This past weekend, I took a cooking class at Sur la Table to learn to make street tacos. In the class, we learned how to make homemade tortillas, al pastor, cilantro and shrimp, and rajas tacos. The class did not disappoint, so here I present fresh handmade corn tortillas.
Fresh Handmade Corn Tortillas
Yield: 12 tortillas
Prep Time: 40 minutes
Cook Time: 10 minutes
1.5 cups masa harina (see Note 1)
1/2 tsp fine sea salt
2 tbsp butter or vegetable oil
1 cup hot water
How to Make It
- Place masa and salt in a bowl, add butter. Mix with hands. Slowly add water while mixing with hands until dough comes together into a ball. Knead until smooth. Divide dough into 12 portions and form into a smooth ball. Place balls on a baking sheet, cover with plastic, and rest for 30 minutes.

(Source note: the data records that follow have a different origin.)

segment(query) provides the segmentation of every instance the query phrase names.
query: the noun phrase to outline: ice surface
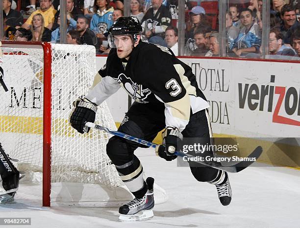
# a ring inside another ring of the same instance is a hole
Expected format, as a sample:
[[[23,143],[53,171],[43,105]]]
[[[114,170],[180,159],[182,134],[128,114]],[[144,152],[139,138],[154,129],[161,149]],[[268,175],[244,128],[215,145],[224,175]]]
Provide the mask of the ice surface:
[[[166,203],[154,206],[150,220],[119,222],[117,208],[42,207],[41,186],[26,183],[20,184],[15,204],[0,205],[0,217],[31,217],[31,228],[299,227],[298,170],[250,167],[229,174],[232,201],[223,206],[215,187],[198,182],[188,167],[166,161],[152,149],[139,149],[136,154],[147,176],[169,195]]]

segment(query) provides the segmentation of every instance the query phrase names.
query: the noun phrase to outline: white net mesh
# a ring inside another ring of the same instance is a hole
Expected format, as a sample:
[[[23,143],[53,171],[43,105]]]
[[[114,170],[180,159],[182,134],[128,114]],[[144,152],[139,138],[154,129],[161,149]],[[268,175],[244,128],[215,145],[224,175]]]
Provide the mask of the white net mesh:
[[[43,51],[2,47],[2,67],[9,91],[0,92],[0,138],[18,168],[42,172]],[[81,135],[68,124],[72,103],[88,91],[96,72],[95,48],[52,45],[51,182],[122,185],[105,153],[110,136],[100,131]],[[2,89],[1,89],[2,90]],[[97,123],[115,129],[104,103]]]

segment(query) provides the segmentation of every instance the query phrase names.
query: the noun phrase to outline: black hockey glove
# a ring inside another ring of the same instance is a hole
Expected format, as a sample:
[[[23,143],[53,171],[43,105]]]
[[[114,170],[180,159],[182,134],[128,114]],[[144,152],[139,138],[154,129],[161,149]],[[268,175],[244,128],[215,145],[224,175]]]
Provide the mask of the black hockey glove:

- After dough has rested, heat a large skillet over medium heat.
- Place dough between 2 sheets of parchment paper and place into center of tortilla press. Press down firmly until tortilla is evenly 1/8 inch thick.
- Transfer tortilla to hot skillet. Cook tortilla until brown spots appear on the bottom, about 1 minute. Flip and repeat. Transfer tortilla to a baking sheet and cover with a dampened towel to trap in the heat. Repeat for remaining dough balls until 12 tortillas have been made.
- When ready to serve, reheat the tortillas, wrapped with foil, in the oven at 350°F for 10 minutes. Tortillas can also be stored in plastic in the refrigerator for 2 days.
Note 1: Masa harina can be found at most grocery stores. I get mine from Ralphs.